I'm going to go into this in a post later this weekend, but for as much shit is on television--and as I watch The Soup while typing, let me tell you that there is plenty of shit on TV--there's just as much amazing storytelling going on. When Boardwalk Empire premiered on HBO, that was the push I needed to become a subscriber, and in the past six weeks, I've added five shows to my TiVo Season Pass Manager: Boardwalk Empire, Bored to Death, In Treatment, Real Time with Bill Maher, and Eastbound & Down. HBO's not the only one with great TV (though their pipeline, including shows from the Game of Thrones series, the creator of In The Loop, the writers of Tropic Thunder, and David Milch, is most impressive), though. AMC said good-bye to Mad Men and Rubicon, but said hello to The Walking Dead, which really was an incredibly impressive pilot. I still consider the Lost pilot to be the best drama pilot ever--it had about as much time as did The Walking Dead and had to fully introduce--in one-dimensional terms, but the point stands--14 characters, not just one.

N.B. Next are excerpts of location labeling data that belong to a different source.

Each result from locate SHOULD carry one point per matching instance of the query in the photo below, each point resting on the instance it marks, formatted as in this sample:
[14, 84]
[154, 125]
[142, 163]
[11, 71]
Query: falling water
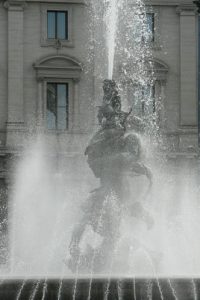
[34, 293]
[111, 29]
[44, 289]
[21, 289]
[173, 290]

That aside, The Walking Dead began really strongly, to the point where the next five episodes in the first season (which is short, but based on the pilot's ratings, the second season announcement will be coming very soon) could be the worst ever produced, and I'd still watch. FX is standing out as a solid network for TV all year-round: this past March, they had Justified; in June, they had Louie; now, they have Sons of Anarchy and Terriers; in the winter, they'll have Lights Out, which is apparently awesome, and then Justified returns in February. Of course, based on the ratings, FX would have to be miracle-makers to renew Terriers, which is a shame because it's a brilliant show, as assured and impressive as Boardwalk Empire has been. Donal Logue and Michael Raymond-James play low-rent but intelligent detectives in Ocean Beach, California, and...just watch. Wednesdays, 10, FX. Watch.
So, in short, it's a slow Friday night, but TV is amazing these days. We're living in a great time for televised entertainment, folks. Filmmakers should be ashamed of the products they offer when they barely--if ever--meet up to the standards of the small screen.